Upon this testimony of the physician-witness, the court, over the objection and exception of the defendant, permitted the state to give in evidence the statement of the deceased as to the facts of the difficulty.
It has been uniformly held that dying declarations are admitted upon the sole theory that the consciousness of approaching dissolution dispels from the mind all motive for making a false statement, in view of the fact that the declarant recognizes that he shall soon appear in the presence of the Maker. The recognition of this fact, it is held, is as binding upon the conscience of the declarant as the sanction of an oath.
No general rule has ever been laid down by the courts for the admission of dying declarations, and the facts of each case must be weighed and considered in determining whether the requisite consciousness of impending dissolution existed. Parker v. State, 165 Ala. 1, 51 So. 260.
It appears that, when Dr. Salter informed the deceased that he was in a critical condition, and that he "thought" death was impending, the deceased made no reply, nor did he indicate in any other way whether he was conscious or not of his impending death.

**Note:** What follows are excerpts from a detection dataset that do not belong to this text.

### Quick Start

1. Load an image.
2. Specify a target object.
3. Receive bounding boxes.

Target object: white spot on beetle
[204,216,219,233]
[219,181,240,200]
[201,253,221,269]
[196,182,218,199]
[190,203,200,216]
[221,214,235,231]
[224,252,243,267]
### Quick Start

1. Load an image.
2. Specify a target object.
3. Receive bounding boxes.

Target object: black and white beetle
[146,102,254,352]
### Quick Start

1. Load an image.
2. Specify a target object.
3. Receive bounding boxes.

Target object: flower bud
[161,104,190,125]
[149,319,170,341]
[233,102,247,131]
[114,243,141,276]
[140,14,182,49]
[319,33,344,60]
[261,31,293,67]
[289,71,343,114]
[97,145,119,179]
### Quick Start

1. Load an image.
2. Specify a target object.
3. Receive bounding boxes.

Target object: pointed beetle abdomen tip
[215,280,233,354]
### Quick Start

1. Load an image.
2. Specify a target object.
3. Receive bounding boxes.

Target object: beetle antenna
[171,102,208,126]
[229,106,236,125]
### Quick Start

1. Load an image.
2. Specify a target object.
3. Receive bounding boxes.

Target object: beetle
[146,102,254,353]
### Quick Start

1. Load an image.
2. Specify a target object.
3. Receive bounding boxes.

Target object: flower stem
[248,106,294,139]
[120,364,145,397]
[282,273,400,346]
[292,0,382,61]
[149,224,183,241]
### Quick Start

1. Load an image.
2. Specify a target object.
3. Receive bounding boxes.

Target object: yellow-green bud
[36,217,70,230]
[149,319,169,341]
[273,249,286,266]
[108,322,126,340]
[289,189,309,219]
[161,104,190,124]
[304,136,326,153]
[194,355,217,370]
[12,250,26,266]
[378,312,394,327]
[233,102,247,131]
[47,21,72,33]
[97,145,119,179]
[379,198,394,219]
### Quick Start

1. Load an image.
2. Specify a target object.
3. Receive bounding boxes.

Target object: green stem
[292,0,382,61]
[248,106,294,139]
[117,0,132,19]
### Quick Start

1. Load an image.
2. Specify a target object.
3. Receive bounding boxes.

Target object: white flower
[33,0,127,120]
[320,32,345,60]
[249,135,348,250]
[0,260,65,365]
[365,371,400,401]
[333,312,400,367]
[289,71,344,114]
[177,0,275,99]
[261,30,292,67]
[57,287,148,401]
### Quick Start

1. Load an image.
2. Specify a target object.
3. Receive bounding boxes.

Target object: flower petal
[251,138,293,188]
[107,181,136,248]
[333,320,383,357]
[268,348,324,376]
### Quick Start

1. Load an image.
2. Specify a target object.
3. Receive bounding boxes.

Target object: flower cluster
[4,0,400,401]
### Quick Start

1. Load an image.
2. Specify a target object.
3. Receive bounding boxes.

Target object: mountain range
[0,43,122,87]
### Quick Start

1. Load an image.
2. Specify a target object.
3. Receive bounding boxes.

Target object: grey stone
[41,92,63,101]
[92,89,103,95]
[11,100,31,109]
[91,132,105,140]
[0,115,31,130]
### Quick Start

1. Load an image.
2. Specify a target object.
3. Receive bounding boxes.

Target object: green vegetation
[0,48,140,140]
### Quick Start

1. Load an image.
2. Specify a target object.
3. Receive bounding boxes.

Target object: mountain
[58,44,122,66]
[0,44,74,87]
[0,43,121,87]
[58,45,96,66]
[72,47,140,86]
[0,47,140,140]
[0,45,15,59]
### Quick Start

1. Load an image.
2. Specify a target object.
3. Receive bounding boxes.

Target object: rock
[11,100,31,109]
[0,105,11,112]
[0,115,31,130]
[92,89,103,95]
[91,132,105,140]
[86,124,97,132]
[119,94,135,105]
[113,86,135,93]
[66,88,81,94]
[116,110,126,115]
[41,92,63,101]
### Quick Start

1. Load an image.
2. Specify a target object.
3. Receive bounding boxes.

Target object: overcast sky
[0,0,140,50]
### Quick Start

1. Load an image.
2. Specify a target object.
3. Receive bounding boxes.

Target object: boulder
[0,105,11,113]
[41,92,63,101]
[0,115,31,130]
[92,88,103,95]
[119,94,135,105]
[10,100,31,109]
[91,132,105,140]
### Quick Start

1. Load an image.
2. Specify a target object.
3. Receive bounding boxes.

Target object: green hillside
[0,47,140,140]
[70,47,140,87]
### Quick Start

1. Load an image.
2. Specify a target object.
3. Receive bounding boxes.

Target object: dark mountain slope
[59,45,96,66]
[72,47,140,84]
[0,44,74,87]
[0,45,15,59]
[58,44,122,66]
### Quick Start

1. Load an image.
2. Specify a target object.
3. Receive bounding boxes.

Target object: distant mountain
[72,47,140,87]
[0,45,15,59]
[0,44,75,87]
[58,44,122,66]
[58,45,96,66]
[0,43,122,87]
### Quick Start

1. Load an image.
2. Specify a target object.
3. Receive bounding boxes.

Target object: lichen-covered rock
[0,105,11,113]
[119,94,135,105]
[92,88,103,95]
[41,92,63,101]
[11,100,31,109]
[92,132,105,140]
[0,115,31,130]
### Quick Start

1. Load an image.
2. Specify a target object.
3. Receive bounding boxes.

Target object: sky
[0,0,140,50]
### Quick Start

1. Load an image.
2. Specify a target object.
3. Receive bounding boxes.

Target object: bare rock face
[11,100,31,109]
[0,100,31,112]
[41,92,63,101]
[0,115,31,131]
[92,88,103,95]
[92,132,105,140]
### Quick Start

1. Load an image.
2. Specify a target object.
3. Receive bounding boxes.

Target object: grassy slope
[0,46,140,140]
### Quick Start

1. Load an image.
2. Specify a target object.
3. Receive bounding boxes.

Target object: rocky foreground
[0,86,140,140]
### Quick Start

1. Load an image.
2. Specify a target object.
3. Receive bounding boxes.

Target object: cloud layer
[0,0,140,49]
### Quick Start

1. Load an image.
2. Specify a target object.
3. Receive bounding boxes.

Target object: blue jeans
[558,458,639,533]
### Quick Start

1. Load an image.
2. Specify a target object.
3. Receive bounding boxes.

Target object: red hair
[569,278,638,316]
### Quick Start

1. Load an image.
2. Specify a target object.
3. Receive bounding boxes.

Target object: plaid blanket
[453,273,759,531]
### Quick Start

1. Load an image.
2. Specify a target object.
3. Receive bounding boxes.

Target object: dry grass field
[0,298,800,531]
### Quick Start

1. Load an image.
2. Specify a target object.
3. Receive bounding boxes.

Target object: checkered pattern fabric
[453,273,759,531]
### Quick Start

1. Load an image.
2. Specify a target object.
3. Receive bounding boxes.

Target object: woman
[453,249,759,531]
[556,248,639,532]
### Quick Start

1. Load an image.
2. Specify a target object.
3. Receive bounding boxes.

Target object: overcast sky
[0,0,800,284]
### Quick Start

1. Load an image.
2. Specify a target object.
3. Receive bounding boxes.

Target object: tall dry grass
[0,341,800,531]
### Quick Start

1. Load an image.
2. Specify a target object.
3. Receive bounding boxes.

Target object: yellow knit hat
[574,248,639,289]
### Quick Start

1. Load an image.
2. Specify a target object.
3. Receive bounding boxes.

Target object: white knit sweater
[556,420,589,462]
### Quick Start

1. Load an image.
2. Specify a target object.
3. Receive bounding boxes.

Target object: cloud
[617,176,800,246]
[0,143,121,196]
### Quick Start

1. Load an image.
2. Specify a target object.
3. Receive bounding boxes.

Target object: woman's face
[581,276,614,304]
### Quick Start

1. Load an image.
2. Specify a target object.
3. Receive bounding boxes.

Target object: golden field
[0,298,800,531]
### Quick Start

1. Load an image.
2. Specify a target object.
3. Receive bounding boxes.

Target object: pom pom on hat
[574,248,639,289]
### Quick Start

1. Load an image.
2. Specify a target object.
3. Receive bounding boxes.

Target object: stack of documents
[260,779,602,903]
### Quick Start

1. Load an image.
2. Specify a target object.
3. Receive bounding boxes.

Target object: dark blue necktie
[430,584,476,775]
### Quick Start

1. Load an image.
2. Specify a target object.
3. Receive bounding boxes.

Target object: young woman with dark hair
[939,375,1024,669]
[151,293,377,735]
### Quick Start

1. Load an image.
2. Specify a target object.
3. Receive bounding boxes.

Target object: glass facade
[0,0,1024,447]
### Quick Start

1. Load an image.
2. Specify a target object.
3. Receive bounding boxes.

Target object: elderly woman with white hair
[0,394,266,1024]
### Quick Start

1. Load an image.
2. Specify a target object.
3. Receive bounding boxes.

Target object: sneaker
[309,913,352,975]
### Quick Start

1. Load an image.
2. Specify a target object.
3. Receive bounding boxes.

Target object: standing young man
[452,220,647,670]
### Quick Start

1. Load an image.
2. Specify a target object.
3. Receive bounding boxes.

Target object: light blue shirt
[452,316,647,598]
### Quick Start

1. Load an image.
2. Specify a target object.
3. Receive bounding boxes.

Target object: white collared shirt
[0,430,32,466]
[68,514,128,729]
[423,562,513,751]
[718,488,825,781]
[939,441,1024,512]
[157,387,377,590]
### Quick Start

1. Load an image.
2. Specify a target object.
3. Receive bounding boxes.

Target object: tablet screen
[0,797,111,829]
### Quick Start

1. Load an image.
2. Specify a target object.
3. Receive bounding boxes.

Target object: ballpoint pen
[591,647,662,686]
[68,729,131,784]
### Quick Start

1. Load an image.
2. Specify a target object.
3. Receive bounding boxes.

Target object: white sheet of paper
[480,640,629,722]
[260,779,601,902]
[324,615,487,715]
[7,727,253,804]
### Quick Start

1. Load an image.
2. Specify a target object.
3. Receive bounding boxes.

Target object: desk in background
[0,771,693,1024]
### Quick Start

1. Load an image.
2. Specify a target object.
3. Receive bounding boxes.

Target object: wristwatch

However in the case of Gilmer v. State, 181 Ala. 23, 61 So. 377, as well as in a number of other cases, we have held that it is not an indispensable prerequisite to the admission of a dying declaration that the deceased should, in so many words, express a conviction that he is in extremis, that death is impending, and that he has no hope of life; but such a declaration is admissible when, after a careful consideration of the circumstances, the judicial mind is convinced, by legally sufficient evidence, that, at the time the declaration was made, the deceased was in extremis, that he believed death to be impending, and that he entertained no hope of life. This seems to be the well-nigh universal rule, and it has been the declared rule of evidence on the subject of admitting dying declarations, which forms an exception to the...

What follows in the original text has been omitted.